INTRODUCTION
Gout is a uniquely human disease. Most mammals possess uricase, an enzyme that metabolizes purine breakdown products into a freely water-soluble substance, allantoin. Humans, in contrast, excrete most purines as sparingly soluble uric acid. High plasma levels of uric acid can lead to deposition of uric acid crystals in joints, most frequently the first metatarsophalangeal joint (great toe). Acute attacks of gout cause intense pain but typically occur infrequently.
A number of rational therapies exist for the treatment of gout. These therapies are broadly divided into two groups: those that treat acute gout attacks and those that prevent recurrent attacks. Drugs that suppress the immune response to crystal deposition or limit the extent of inflammation may be used for both indications, although they are more commonly used to treat acute attacks. Agents that reduce uric acid synthesis or increase the renal excretion of uric acid prevent monosodium urate crystal formation and are useful for prevention of recurrent attacks. These pharmacologic interventions provide effective therapy for most cases of gout.
Mr. J, a 53-year-old man, awakens one morning with excruciating pain in his great toe. Even the weight of the bed sheet is enough to make him want to scream; he is unable to put on a sock or shoe. Worried that something terrible has occurred, Mr. J rushes to his doctor. Based on the history and physical findings, the physician diagnoses an acute attack of gout. The physician prescribes a course of high-dose ibuprofen, which improves his symptoms in the first day and relieves the pain after 3 days. Mr. J is then well until 5 years later, when the symptoms recur, and he treats himself with ibuprofen successfully. Subsequently, Mr. J learns to anticipate the attacks, which over the next 10 years slowly increase in frequency until they occur once weekly. He uses ibuprofen at the first hint of pain.
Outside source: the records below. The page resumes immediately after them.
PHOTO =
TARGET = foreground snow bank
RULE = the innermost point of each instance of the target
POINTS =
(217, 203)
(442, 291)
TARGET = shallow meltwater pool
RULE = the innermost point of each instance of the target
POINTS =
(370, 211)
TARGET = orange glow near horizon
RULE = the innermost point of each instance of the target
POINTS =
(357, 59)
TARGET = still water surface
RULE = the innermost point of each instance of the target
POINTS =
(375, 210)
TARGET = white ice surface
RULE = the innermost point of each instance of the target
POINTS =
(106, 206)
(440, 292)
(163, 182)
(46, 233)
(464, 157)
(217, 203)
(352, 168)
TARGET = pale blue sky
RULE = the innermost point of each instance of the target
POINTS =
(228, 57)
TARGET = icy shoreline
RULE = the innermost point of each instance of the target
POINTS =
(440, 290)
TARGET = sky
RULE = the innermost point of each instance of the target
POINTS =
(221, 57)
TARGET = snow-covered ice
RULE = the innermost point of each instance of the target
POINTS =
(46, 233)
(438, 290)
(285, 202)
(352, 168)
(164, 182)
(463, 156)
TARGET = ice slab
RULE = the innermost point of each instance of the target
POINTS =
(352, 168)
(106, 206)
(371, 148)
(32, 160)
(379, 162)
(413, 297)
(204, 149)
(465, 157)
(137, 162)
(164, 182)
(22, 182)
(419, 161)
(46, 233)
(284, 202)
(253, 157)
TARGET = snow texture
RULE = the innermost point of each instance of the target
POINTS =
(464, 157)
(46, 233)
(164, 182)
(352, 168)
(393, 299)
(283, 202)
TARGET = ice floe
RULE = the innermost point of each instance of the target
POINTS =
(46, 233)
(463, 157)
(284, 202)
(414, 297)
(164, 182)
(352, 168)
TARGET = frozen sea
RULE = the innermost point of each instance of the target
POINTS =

The morning after one of his attacks begins, Mr. J goes to his doctor because the pain is not relieved adequately with ibuprofen. Focused examination reveals a swollen, red, and warm left knee, right midfoot, and right first metatarsophalangeal joint. There are 0.5-cm mobile nodules near the olecranon bilaterally and another at the inferior pole of the right patella. The rest of the exam is unremarkable. The physician aspirates Mr. J’s left knee, revealing a cloudy yellow fluid that, on microscopic examination, contains numerous leukocytes. Abundant blue and yellow needle-shaped microscopic crystals are seen with the use of a polarizing filter with a red compensator, some of them intracellular. An x-ray of the left knee is normal except for the presence of an effusion; a film of the right foot shows a bony erosion of the distal first metatarsal. The culture of the joint fluid is negative.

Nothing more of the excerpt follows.